Glycyrrhizin and isoliquirtigenin from licorice root are also natural inhibitors of NLRP3.[ref] Licorice root is available as an extract, or you can use the dried version to make licorice tea. This is a nice option if you like the flavor of licorice.
In addition to the antiretrovirals from the new study, other current medications may decrease NLRP3 inflammasome activation. For example, GLP-1 receptor agonists, such as Ozympic/Wegovy, decrease NLRP3 and amyloid-beta in animal models of asthma. GLP-1 RAs have also been shown to decrease the risk of Alzheimer’s in diabetic patients.[ref] [ref] SGLT2 inhibitors, another type of diabetes medication, have also has been shown to reduce amyloid beta and tau tangles through inhibiting NLRP3.[ref]
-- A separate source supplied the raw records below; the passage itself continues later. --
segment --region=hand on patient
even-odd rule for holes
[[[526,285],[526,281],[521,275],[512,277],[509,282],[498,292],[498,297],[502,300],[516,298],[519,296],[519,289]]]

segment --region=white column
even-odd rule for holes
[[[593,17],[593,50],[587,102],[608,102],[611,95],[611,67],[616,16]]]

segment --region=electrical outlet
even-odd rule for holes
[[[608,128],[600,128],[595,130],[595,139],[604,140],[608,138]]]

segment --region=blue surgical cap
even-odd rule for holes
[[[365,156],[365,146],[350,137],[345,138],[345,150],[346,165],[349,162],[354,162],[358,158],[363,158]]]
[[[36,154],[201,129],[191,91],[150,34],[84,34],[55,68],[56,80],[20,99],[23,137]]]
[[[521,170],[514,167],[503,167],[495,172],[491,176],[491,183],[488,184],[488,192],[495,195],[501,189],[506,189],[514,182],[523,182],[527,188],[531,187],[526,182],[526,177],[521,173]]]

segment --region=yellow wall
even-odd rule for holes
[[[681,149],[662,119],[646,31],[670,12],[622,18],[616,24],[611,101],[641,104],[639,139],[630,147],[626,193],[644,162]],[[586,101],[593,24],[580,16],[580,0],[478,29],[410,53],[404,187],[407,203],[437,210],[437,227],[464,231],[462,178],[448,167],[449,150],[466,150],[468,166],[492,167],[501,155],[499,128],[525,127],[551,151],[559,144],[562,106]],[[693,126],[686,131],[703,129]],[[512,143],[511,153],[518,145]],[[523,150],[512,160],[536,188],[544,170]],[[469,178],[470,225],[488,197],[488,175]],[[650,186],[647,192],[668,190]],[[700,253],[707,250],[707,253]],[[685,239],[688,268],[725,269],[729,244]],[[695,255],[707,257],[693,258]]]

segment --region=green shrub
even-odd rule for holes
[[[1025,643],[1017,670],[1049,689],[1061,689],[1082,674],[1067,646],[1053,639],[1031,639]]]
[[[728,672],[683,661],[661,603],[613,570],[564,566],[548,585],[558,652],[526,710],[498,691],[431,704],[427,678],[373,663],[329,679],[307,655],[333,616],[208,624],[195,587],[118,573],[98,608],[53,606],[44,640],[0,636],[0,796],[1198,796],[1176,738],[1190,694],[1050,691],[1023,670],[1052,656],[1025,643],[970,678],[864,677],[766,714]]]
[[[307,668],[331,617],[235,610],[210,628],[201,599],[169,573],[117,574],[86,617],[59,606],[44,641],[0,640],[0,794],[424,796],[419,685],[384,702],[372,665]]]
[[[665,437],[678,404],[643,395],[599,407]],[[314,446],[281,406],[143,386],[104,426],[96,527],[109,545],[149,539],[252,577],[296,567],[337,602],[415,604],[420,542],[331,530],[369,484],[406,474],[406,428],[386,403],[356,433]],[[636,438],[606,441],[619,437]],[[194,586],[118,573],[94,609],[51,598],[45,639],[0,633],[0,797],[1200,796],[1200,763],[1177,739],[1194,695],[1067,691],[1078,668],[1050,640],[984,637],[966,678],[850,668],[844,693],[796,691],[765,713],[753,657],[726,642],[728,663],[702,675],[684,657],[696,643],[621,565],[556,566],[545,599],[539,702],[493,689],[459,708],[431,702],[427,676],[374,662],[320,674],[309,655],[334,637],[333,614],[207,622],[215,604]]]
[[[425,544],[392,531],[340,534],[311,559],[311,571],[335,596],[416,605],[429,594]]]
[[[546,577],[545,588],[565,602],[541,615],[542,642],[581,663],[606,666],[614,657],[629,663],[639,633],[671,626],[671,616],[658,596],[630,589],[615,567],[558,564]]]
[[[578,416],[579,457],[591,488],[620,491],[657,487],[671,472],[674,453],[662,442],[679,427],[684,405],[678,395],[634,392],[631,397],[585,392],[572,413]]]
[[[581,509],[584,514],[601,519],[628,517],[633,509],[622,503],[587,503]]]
What are the drawbacks to blocking NLRP3?
The NLRP3 inflammasome is an important part of the immune response to certain pathogens, but there is also a lot of redundancy built into our immune system when it comes to most bacterial and viral pathogens. Infections with parasites are one area where the NLRP3 inflammasome may be more critical. For example, Toxoplasma gondii infection (from cat feces) activates NLRP3.[ref]
Conclusion:
More studies need to be done to determine the best timing and amount of NLRP3 inhibition. However, the study showing the overall reduction in Alzheimer’s risk with anti-retrovirals is a strong indicator that longer-term inhibition of NLRP3 is effective in reducing the risk of Alzheimer’s significantly. I would also love to see this type of analysis broken out by APOE genotype.